Ukraine, which has mastered the art to exploit different formats of unmanned systems technology to sustain war for years against the military might of Russia, reportedly produces over 20,000 drones per day and is aiming to take the production to 7 million this year.
Similarly, Russia reportedly produces somewhere between 1,500 to 2,500 drones per day while the number is believed to be much more in case of China, which does not share information regarding its military affairs.
Iran too demonstrated its unmanned platform capability, with its Shaheed kamikaze drones drawing global attention, in the war with the US and Israel. They, as per international reports, have a continuous supply chain and have an inventory of 10,000 of different types of drones.
In India, drone industry is trying to ramp up production capacity to meet the urgency of this shift senior Indian military leadership has repeatedly underscored but need orders to sustain manufacturing.
Zen Technologies CMD Ashok Atluri stated that his company has introduced a new interceptor drone. The production capacity is 15,000 per month on three shifts which can be scaled if required, he added.
Likewise, IG Defence said it is accelerating preparedness for a future defined not just by firepower, but by scale, speed, and technological adaptability. It’s now rolling out 200 First-Person View (FPV) drones per day.
Bhubaneswar-based BonV Aero’s co-founder and CEO Satyabrata Satapathy said that they have the capacity to supply 300 drones per month.
Sai Pattabiram, founder of Chennai-based Zuppa Geo Navigation Technologies, informed that they can deliver over 12,000 drones per year now, which works out to 1000 drones per month, but the military, according to him, needs to move on with Request for Proposals so that orders for industry increases exponentially.
Army Chief General Upendra Dwivedi recently emphasised the need for 8,000–10,000 UAVs per corps, including FPV units, to effectively dominate contested airspace along the Line of Actual Control (LAC) and Line of Control (LoC) -- the borders with China and Pakistan respectively.
Earlier, former Army Chief General M.M. Naravane had said that future conflicts could require up to 40,000 drones a month.
Drone war
Operation Sindoor was the first drone war for India where Pakistan used hundreds of cheap drones for ISR, kamikaze roles and tried to exhaust expensive counter responses from New Delhi.
India responded -- both kinetically as well as non-kinetically -- with precision, purpose and in an integrated manner.
However, post Ops Sindoor escalation, Indian Army has acquired different categories of indigenous drones to the tune of over ₹5,000 crore, including loitering munitions, kamikaze, and surveillance aerial platforms.
More are in the pipeline. For instance, the Medium Altitude Long Endurance (MALE) drone programme, expected to be worth somewhere between ₹25,000 to ₹30,000 crore, is entering into RFQ proposal stage. Tri-services will acquire 87-97 MALE drones, while the Defence Acquisition Council (DAC) late last December cleared a large-scale procurement of loiter munition systems for artillery regiments which is valued at Loiter ₹79,000 crore.
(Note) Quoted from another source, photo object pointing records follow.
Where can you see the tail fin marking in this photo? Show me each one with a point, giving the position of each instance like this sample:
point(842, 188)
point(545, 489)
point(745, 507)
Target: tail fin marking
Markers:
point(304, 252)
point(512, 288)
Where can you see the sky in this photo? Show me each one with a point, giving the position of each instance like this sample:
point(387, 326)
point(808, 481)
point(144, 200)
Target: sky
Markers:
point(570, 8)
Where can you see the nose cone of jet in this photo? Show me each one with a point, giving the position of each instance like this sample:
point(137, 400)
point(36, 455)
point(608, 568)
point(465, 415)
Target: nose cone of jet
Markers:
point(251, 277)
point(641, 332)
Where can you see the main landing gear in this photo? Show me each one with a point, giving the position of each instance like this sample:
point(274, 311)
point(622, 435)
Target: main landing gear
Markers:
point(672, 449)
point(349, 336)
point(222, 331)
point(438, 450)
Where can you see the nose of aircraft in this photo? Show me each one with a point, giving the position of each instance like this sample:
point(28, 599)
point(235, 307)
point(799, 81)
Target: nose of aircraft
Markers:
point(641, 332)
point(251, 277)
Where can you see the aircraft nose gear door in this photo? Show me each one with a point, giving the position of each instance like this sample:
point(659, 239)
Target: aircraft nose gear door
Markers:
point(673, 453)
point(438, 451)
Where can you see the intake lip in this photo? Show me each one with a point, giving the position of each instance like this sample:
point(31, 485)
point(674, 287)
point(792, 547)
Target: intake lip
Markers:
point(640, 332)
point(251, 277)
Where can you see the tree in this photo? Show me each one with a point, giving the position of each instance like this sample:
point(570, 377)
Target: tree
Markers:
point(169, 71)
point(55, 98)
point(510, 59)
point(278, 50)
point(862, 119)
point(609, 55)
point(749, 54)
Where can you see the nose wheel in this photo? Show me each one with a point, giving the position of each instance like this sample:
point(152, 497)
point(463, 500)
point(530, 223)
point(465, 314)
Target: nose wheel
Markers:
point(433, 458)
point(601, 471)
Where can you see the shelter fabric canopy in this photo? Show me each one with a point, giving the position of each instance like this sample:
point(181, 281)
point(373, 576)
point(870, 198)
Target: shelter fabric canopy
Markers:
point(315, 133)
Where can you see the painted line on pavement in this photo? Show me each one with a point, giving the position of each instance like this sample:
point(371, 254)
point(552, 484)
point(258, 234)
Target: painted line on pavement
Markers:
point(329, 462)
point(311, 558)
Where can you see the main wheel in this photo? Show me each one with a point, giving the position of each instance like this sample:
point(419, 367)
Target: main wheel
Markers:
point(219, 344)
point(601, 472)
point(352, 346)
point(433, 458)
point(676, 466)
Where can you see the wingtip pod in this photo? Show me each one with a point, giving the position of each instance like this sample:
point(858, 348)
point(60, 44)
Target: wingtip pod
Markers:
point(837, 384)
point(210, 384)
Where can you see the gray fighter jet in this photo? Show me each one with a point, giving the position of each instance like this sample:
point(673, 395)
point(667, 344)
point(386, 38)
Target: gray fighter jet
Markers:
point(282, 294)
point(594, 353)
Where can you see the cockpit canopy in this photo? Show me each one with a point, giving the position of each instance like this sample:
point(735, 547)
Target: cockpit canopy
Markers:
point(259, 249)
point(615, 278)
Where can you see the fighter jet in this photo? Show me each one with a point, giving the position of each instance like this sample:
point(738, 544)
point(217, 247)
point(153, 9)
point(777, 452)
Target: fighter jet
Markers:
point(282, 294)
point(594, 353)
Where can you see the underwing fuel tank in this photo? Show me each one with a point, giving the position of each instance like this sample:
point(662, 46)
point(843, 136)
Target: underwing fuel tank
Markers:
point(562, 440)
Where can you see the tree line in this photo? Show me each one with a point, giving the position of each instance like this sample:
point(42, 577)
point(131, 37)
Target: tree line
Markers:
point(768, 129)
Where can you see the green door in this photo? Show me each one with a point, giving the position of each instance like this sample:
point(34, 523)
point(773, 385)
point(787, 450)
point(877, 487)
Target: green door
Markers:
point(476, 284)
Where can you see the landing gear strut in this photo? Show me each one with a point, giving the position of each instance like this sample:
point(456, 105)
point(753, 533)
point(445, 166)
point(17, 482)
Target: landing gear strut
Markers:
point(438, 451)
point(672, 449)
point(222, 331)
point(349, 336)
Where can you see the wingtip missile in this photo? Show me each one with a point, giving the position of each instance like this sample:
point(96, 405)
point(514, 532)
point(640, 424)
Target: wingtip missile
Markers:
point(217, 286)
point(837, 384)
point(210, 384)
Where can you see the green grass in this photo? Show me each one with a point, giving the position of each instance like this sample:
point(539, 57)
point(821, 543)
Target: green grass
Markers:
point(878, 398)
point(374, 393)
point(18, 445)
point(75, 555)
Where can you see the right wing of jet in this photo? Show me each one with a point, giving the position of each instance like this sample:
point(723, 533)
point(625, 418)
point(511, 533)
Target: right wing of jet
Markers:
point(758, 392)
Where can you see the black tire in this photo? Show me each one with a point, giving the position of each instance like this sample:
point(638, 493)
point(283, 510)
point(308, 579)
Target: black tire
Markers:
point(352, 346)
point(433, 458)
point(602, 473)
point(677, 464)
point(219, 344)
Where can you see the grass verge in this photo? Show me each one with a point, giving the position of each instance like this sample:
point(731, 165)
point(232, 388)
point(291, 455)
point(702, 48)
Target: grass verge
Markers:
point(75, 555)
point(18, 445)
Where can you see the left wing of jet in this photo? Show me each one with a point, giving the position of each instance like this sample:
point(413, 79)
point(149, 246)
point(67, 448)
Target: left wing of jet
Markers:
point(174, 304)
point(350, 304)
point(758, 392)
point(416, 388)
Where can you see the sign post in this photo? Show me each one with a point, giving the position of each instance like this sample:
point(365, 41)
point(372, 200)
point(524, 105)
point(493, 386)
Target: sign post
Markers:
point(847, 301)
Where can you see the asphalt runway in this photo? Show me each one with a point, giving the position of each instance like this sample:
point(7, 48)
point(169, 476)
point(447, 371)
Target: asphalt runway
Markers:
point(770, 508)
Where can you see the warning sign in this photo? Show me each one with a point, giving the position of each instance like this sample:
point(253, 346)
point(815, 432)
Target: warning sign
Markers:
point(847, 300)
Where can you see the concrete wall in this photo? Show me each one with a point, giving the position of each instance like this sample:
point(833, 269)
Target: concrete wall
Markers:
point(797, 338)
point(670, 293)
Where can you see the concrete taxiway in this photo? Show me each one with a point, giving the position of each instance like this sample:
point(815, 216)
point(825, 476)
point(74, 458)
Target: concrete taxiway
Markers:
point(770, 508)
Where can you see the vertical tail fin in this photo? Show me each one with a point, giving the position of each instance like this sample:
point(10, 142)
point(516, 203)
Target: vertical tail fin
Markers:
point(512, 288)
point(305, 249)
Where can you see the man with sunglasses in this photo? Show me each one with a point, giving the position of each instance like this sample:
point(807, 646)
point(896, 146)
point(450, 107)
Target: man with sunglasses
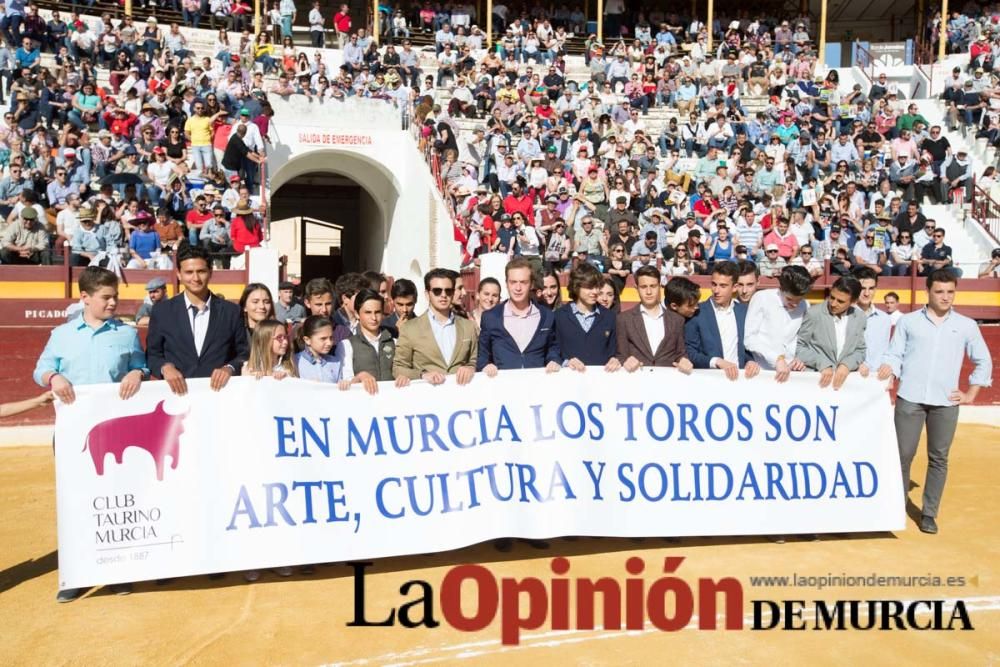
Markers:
point(438, 343)
point(936, 255)
point(866, 253)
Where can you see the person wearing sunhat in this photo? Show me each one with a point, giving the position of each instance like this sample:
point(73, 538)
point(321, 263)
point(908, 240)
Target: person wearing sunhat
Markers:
point(26, 240)
point(156, 291)
point(237, 151)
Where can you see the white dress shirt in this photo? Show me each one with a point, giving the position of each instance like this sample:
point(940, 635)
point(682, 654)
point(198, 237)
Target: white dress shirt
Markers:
point(654, 327)
point(729, 333)
point(771, 328)
point(878, 333)
point(199, 318)
point(840, 331)
point(345, 351)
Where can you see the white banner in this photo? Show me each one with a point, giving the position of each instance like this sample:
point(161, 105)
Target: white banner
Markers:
point(269, 473)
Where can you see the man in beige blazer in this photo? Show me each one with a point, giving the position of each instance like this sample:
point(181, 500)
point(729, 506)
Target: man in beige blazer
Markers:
point(438, 343)
point(831, 338)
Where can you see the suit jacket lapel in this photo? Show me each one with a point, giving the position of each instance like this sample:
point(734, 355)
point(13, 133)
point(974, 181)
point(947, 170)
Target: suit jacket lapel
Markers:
point(215, 323)
point(639, 332)
point(428, 331)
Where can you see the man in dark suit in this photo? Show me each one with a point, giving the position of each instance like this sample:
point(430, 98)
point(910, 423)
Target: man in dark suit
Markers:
point(517, 333)
point(195, 334)
point(651, 334)
point(714, 336)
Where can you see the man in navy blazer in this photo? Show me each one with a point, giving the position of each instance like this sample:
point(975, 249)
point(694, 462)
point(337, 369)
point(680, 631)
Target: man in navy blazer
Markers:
point(530, 341)
point(714, 336)
point(195, 334)
point(585, 331)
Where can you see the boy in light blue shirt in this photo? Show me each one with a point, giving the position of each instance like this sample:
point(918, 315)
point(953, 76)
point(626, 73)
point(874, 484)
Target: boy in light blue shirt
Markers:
point(94, 348)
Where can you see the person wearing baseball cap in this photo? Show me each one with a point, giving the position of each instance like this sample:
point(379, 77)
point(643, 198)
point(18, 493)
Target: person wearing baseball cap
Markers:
point(156, 291)
point(772, 263)
point(286, 308)
point(25, 241)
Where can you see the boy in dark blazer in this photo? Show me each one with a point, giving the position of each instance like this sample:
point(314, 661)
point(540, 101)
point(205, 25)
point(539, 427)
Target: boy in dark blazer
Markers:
point(585, 331)
point(651, 334)
point(517, 333)
point(195, 334)
point(714, 336)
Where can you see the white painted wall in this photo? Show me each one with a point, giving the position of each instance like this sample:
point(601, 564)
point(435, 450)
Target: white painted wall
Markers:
point(362, 140)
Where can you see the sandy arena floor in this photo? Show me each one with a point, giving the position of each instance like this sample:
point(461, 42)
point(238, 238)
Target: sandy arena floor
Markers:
point(302, 620)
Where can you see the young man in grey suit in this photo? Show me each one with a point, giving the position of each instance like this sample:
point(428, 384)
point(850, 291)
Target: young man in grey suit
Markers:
point(438, 343)
point(831, 339)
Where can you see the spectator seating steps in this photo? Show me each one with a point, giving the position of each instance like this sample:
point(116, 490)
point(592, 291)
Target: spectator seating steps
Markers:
point(971, 249)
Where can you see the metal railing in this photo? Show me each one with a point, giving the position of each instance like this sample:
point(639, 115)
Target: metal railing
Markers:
point(986, 211)
point(923, 60)
point(865, 61)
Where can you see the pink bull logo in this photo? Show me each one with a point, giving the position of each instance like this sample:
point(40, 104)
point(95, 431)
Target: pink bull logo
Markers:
point(157, 432)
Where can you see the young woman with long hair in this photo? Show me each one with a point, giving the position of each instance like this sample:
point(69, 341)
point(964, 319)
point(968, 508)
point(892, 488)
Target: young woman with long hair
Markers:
point(270, 352)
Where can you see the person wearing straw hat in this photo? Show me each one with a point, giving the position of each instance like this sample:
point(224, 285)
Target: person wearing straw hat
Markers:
point(85, 242)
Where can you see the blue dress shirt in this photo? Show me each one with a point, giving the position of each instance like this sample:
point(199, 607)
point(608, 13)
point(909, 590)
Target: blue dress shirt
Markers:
point(85, 355)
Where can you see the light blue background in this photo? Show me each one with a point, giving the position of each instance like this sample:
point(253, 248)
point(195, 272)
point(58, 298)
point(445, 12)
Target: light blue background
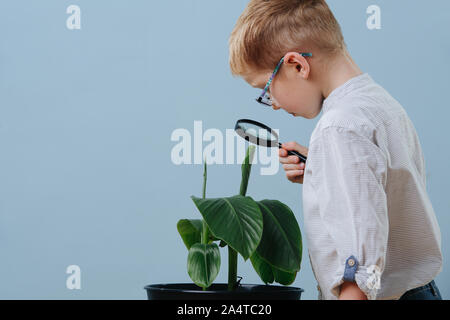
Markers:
point(86, 118)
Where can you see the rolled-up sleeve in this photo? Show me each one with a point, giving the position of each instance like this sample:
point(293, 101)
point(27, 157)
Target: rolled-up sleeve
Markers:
point(350, 179)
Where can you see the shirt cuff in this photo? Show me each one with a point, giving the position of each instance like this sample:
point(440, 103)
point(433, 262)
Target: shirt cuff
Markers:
point(367, 278)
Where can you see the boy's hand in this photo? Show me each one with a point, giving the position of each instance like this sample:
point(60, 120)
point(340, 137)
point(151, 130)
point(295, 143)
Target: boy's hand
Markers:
point(291, 164)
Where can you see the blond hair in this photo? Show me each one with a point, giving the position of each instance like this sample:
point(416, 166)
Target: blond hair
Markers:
point(268, 29)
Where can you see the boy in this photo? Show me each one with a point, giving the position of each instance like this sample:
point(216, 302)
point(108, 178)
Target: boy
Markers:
point(371, 229)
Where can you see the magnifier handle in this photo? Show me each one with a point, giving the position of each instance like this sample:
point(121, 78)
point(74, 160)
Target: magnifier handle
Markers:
point(295, 153)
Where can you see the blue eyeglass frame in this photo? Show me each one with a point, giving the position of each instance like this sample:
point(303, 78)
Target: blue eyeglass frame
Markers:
point(264, 97)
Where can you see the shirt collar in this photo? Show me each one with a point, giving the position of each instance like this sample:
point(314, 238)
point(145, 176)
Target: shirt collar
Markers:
point(344, 89)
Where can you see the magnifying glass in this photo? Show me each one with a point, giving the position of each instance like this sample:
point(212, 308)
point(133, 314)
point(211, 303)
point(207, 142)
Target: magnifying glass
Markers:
point(261, 135)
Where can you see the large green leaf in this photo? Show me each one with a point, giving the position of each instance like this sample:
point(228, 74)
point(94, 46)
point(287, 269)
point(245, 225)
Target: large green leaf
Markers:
point(190, 231)
point(236, 220)
point(269, 273)
point(281, 242)
point(283, 277)
point(203, 263)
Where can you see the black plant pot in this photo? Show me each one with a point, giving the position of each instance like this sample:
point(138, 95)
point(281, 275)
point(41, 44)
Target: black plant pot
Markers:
point(189, 291)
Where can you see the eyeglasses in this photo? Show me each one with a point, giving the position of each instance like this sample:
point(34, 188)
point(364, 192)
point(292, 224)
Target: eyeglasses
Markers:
point(264, 98)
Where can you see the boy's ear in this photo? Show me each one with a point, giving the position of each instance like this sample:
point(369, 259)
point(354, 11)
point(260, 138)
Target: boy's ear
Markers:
point(296, 60)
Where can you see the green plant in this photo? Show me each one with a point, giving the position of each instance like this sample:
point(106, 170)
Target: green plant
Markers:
point(266, 232)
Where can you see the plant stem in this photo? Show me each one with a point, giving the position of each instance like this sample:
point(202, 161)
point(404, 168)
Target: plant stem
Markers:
point(232, 254)
point(205, 230)
point(232, 268)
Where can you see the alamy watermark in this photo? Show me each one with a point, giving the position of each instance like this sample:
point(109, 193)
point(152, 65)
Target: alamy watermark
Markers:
point(218, 149)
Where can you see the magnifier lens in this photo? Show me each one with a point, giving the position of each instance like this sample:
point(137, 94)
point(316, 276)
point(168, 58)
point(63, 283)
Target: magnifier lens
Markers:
point(257, 134)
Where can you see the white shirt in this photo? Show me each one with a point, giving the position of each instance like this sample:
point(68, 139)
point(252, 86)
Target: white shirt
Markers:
point(365, 198)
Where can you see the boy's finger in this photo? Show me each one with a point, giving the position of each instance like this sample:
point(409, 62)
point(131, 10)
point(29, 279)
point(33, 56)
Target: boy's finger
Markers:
point(292, 145)
point(282, 152)
point(292, 167)
point(291, 174)
point(290, 159)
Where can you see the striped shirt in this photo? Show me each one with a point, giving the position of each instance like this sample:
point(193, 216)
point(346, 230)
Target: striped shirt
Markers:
point(367, 215)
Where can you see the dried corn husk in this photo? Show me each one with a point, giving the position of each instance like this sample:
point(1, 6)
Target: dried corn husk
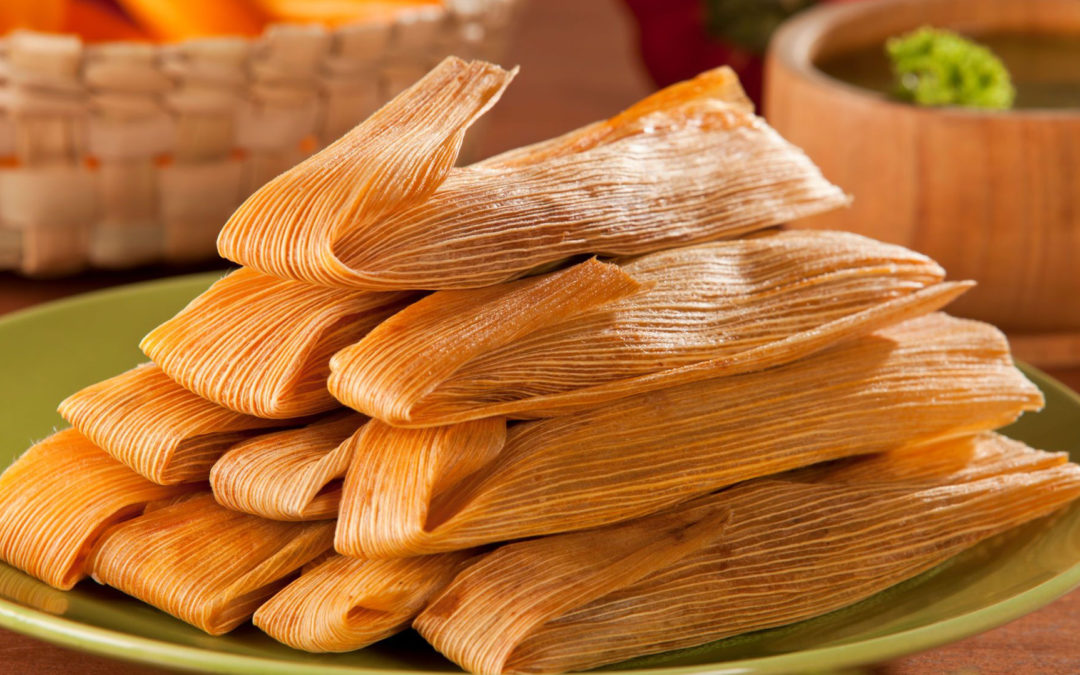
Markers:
point(790, 550)
point(205, 564)
point(397, 156)
point(345, 603)
point(287, 475)
point(58, 498)
point(156, 427)
point(738, 305)
point(412, 491)
point(382, 208)
point(261, 346)
point(29, 592)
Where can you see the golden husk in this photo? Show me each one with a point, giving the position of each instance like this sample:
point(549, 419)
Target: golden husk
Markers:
point(729, 306)
point(413, 491)
point(58, 498)
point(205, 564)
point(288, 475)
point(788, 549)
point(383, 208)
point(261, 346)
point(345, 604)
point(158, 428)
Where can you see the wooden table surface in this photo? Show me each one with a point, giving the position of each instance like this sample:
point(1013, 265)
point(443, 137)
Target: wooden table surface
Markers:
point(578, 65)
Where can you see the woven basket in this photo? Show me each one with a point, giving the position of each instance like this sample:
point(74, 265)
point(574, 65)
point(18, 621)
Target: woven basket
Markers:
point(123, 153)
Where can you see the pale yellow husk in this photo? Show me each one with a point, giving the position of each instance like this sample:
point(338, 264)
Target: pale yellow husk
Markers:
point(205, 564)
point(345, 604)
point(717, 308)
point(423, 490)
point(261, 346)
point(288, 475)
point(383, 208)
point(58, 498)
point(158, 428)
point(790, 548)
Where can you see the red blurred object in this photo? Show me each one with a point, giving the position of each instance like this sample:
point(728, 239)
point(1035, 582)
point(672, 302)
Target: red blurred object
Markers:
point(682, 38)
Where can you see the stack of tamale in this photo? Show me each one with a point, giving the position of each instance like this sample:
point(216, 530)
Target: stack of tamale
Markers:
point(572, 404)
Unlike conventional defence systems that require long development cycles and significant capital investment, drones represent a new category of agile, high-value, cost-effective force multipliers.
Drones in modern warfare now go far beyond precision strikes and ISR (intelligence, surveillance and reconnaissance), they are being employed for electronic warfare (EW), communication relay, swarm attacks, logistics and supply, battle damage assessment, artillery spotting and fire correction, mine detection and clearance, air defence support, naval warfare, urban combat support, psychological warfare, target designation, training and simulation, autonomous hunter-killer operations and counter-drone operations.